こども家庭庁発足へ、子どもを守る「こども基本法」がない日本の大問題 末冨芳「子ども政策に横串刺す法律が必要」な訳
「何の法的根拠もなく公園の遊具が使用禁止になり、公園で子どもが遊んでいると大人に怒鳴られたり、ひどい場合は警察に通報されたりしました。新型コロナの感染拡大で行動を強く制限されたのは子どもたちだったのに、子どもを守る法律がないことを多くの関係者が目の当たりにしました。それに対する悲嘆や怒りから、私を含む子ども若者支援の専門家・関係団体は子どもを守る法律の制定と、子どもを守る行政組織の必要性を強く認識し、行動するようになったのです。

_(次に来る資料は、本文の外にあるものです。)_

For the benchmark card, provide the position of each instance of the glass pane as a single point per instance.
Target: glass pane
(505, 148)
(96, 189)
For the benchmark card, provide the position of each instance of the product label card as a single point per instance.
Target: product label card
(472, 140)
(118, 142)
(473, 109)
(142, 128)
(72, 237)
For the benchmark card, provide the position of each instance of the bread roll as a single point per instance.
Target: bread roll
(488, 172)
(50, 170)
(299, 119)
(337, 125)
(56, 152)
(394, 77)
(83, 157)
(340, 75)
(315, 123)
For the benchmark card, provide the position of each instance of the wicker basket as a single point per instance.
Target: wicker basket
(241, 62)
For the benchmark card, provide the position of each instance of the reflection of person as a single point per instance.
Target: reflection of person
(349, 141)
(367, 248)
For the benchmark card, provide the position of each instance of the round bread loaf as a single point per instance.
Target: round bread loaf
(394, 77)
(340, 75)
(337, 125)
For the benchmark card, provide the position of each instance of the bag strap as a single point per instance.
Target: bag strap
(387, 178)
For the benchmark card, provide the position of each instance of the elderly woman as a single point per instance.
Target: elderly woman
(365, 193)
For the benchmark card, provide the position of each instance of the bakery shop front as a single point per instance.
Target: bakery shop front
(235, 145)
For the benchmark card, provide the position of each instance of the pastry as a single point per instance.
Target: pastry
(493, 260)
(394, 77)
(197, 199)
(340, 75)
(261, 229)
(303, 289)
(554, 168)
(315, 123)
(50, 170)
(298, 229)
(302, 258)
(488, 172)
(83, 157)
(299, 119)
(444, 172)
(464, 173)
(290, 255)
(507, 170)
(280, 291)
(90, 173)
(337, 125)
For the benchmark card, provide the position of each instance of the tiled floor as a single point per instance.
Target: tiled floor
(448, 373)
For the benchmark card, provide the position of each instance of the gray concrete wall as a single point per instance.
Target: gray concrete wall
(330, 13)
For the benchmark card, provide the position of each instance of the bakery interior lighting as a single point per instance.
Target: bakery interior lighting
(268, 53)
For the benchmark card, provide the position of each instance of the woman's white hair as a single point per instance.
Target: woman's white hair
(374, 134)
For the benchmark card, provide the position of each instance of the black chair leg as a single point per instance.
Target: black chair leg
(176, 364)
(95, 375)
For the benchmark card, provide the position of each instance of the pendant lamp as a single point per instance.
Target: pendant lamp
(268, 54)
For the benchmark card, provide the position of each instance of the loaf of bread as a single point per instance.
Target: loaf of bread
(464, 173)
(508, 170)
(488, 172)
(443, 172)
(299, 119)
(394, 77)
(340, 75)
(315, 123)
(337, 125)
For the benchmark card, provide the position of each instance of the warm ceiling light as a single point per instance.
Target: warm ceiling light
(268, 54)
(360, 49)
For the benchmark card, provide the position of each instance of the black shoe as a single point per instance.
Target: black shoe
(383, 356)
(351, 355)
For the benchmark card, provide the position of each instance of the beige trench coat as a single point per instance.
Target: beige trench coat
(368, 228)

そうした関係者の中には与党の政治家も少なからずいました」
こども庁か、こども家庭庁かの議論
当初、新設される組織は「こども庁」とされていたが、なぜ名称が変更になったのか。
自民党内の保守派などから、子どもは家庭を基盤に成長するため「こども家庭庁」にすべきという意見が強く出たからだが、伝統的な家族観を重視する保守派内には「こども庁」では子どもが権利ばかり主張するようになるという危惧もあったようだ。
これに対して、こども庁の創設を目指してきた民間団体などからは「虐待で家庭が地獄という子どももいる」「子どもに関することは結局、家庭(保護者)の責任にされる」などの反発が起きた。この論争に対して末冨氏は「名称をめぐって対話を拒否するようなことはすべきではない」とクギを刺したうえでこう語る。
「子どもをど真ん中に置き、子どもの権利と尊厳を大事にするためには、家庭も大事な養育環境というのなら納得できます。しかし、家庭のない子どもや里親にすら虐待されている子どももいる。同性婚など多様な家族の概念や子どもの人権が広く認められているとは言いがたい日本の社会で、こども家庭庁という名前になったら、親に責任を押し付けるようなことになりかねないと危惧することも理解できます。そうしたさまざまな疑問や思いに対して、野田聖子少子化担当相や岸田文雄総理がどんなメッセージを発信するのかも含めて、今後の議論を注視していく必要があります」
実際、こども家庭庁はどのような機能を果たしていくのか。虐待防止や子どもの貧困対策、児童手当や認定こども園などの行政業務に加え、子どもに関わる仕事に就く人に性犯罪歴がないかを確認する「日本版DBS制度」の検討なども行うようだ。
これらをしっかりと機能させるには、「財源と子ども政策に関わる人員を増やすこと、そして子どもの尊厳や権利を大事にしていくための『こども基本法』の3点セットが必要です」と末冨氏は強調する。
「子どもの権利条約」批准から28年を経て「こども基本法」の成立へ
基本法とは、国の制度や政策などの基本方針が明示されたものをいう。例えば、女性の権利には「男女共同参画社会基本法」、障害者の権利には「障害者基本法」があるが、子どもには子どもの包括的な権利や国の基本方針を定めた基本法がない。
だが、そのこども基本法が、「子どもの権利条約」批准から28年を経て制定される見込みが高くなってきた。3月10日には自民党が「子どもの権利条約」にのっとった「こども基本法」の骨子素案を連立与党である公明党に提示している。
「こども基本法は理念法であり、法律の中でも上位にランクされますから、すべての子ども政策にまたがり横串を刺す機能を持ちます。法律ができれば官僚も自治体も従わざるをえませんし、何か問題があったとき、『子どもにやさしくないから』というような情緒的な表現ではなく、法的な根拠に基づく批判や改善ができるようになります」と、末冨氏も基本法の制定が現実味を帯びてきたことを高く評価する。